Lesley Kendrew, academies partner at BHP, said: “There’s no doubt that 2020 has been a year like no other, and it’s been no small feat that the education sector has met the impact of Coronavirus with immense resilience, whilst also managing unprecedented challenges facing exams, free school meals, deep cleans and other operational areas.
“This report demonstrates that if you dig a little deeper, the immense cost transforming teaching methods with new technology so students can continue their studies is likely to have an impact which will be felt for years to come.”

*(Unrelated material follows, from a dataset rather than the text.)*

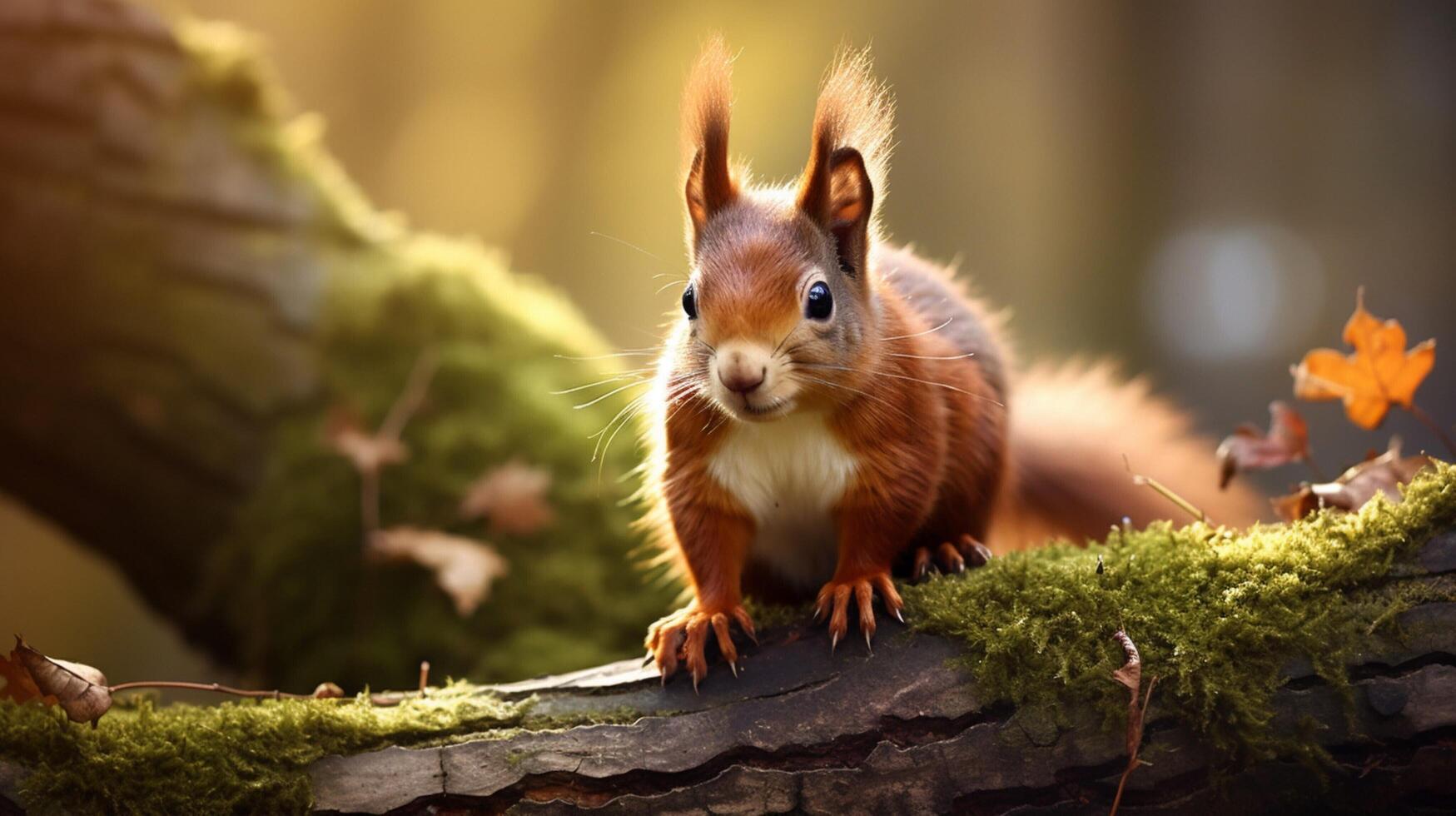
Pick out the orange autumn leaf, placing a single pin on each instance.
(1380, 371)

Leora Cruddas, chief executive of the Confederation of School Trusts, said: “Although the financial picture is reported to be relatively strong, the impact of Covid-related costs cannot be assessed in a single financial year. The education, social and economic impacts of the pandemic will affect children and families for some time yet. This will undoubtedly impact on school and trust budgets.”

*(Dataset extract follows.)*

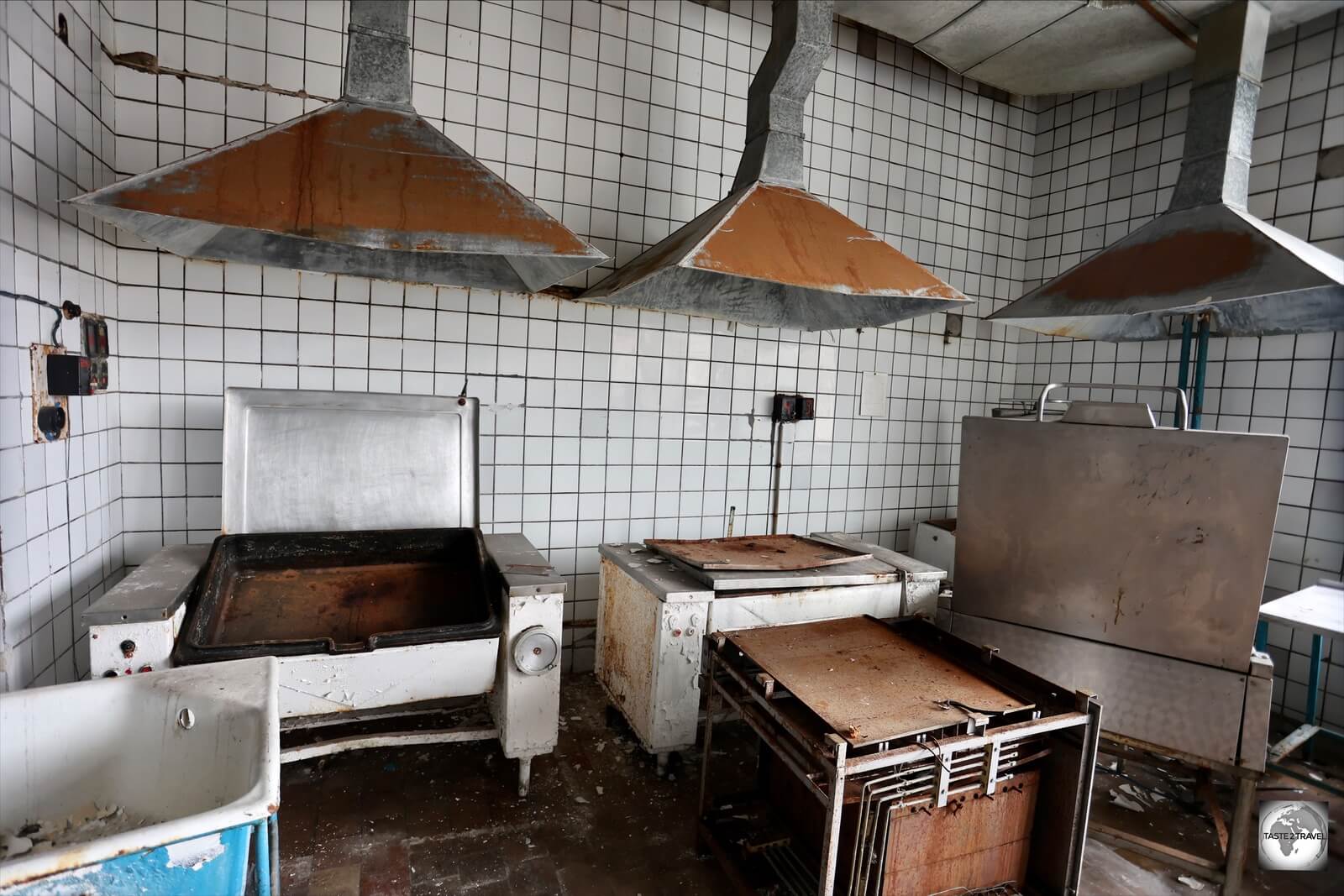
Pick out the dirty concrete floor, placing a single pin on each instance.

The survey also found that although the adoption of GAG pooling across MATs, a practice championed by the government where funds are collated from all schools in a trust and distributed centrally according to need, has more than doubled since the previous year – from 5.2% in 2019 to 11% in 2020 – the vast majority have not made the move.
Philip Allsop, academies partner at BHP, said: “The sector as a whole is still slow to utilize GAG pooling, with many trusts yet to adopt the use of it. Centralised funding is another option to weather the additional costs many schools have encountered as MATs emerge from the current crisis.”
Almost 14% of schools surveyed also revealed plans to employ cover teachers directly once pupils return to the classroom, rather than relying on agency staff, presumably to cut costs and help counter the financial impact of the pandemic.
Philip added: “Supply teaching is an expensive problem that can cost some academies tens of thousands of pounds. It’s not unsurprising that schools are looking to rethink their approach to managing staff internally to limit the financial impact of investing in new technology-focused teaching methods.”
The findings paint an overall positive financial picture for the sector with results across all MATs reportedly moving from a £196K surplus in 2018/19 to a £221K surplus in 2019/20. Over the same period, primary school results have shifted from a £12K surplus to a £25K surplus.
Secondary schools saw the most significant increase with the average in-year surplus raised by around £130K, to £147K, due to additional savings generated by secondary schools generally being closed for the longest periods during the pandemic.
Mike Jackson, academies partner at BHP, said: “The report indicates trusts have done a remarkable job balancing the needs of students, stakeholders and their budgets during a global pandemic, which is why there are many surpluses across the sector.
“But we must also consider that restrictions resulting from the pandemic are likely to put a financial strain on trusts for many months to come, and even when the situation improves, an increased reliance on technology means the way in which education is delivered will likely never return to how it once was.”